Diabetes – What is Diabetes?
Diabetes is a serious condition that affects millions of people every year. It happens when the body does not produce enough insulin, or fails to use the insulin that it does have effectively.
Exercise, diet and medication can aid in preventing or reducing the disease. It’s also crucial to be aware of symptoms to know if something is wrong and seek treatment.
What is diabetes?
Diabetes is an ongoing (long-lasting) disease that affects the way your body transforms food into energy. It occurs when your pancreas doesn’t produce enough insulin or isn’t able to use it properly.
Insulin is the hormone that aids your body absorb and use glucose, also referred to as sugar. People suffering from type 2 diabetes don’t produce enough insulin or their bodies don’t use it properly.
In both forms of diabetes, the blood sugar levels are too high over time. This can lead to problems in the feet, eyes, and kidneys. It may also cause damage to the blood vessels in your heart as well as the brain.
Type 1 diabetes
Type 1 diabetes is an autoimmune disorder in which the body’s immune system attacks and destroys insulin-producing cells inside the pancreas. This destruction can occur over many months or even years, eventually resulting in the absence of insulin completely.
Type 1 diabetics must take insulin each day. They must also keep an eye on their blood sugar levels and adjust their insulin, food and activities to keep their blood sugar levels within the normal range.
Type 2 diabetes
If you have type 2 diabetes, your body does not make insulin as it should. Insulin is a hormonal substance that assists your cells in moving glucose (blood sugar) from your blood into your cells which is then used to create energy.
Type 2 diabetics have to exercise and follow a healthy diet. They also may need to take medications to manage their blood sugar levels.
Symptoms of diabetes in women
Diabetes is a chronic disease that affects all races, ethnic groups, ages, and genders. Women are more at risk than males.
Women with diabetes have a higher chance of developing complications than men, such as heart disease (the most commonly reported diabetes complication) and vision loss.
Polydipsia is one of the warning signs for women who suffer from diabetes. This is because diabetes causes excessive sugar to accumulate in the blood, and the kidneys aren’t able remove it correctly.
Men with diabetes Men: Symptoms
Diabetes is a condition in which cells are unable to use glucose (blood sugar) as energy. This is typically because the pancreas doesn’t produce enough insulin.
This can result in high blood glucose levels. Your body then attempts to lower these levels by flushing excess glucose from your bloodstream through urine.
People who have diabetes often are thirsty and have to drink large amounts of fluids, up to 4 liters a day.
Men may also lose weight since their bodies rely on muscles to generate energy, not fat. This is due to the fact that their blood sugar levels remain high for long periods of time.

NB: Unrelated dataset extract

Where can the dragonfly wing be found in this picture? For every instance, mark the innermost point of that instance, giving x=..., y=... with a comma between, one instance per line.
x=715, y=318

The development of a healthy diabetes diet is a crucial aspect of managing your condition. It can help you control blood sugar, control your weight, and reduce the risk of developing heart disease.
It is important to include whole foods in your diet, including fruits, vegetables, and whole grains. Also, dairy products that are low in fat products and legumes are a good choice. It should be free of saturated (unhealthy) fat and added sugars.
You might also consider limiting the amount of sugar-sweetened beverages you consume. These drinks are often high in sugar which can cause blood sugar levels to rise.
Your doctor may prescribe diabetes medication to keep your blood sugar (glucose) levels within an acceptable range. These medications are typically used with lifestyle changes like eating habits and exercise to manage your diabetes.
If your blood sugar levels are not being managed well with one medicine, you may need to take a different medication. Your doctor will help you pick the best medication for your preferences and needs.
Newer medicines, such as sodium-glucose-cotransporter-2 inhibitors and glucagon like antagonists of the peptide-1 receptor, reduce blood sugar levels and provide benefits for the kidneys and cardiovascular system, as well as decreasing the chance of developing complications. They are also beneficial for weight loss and are available in injectable and tablet forms.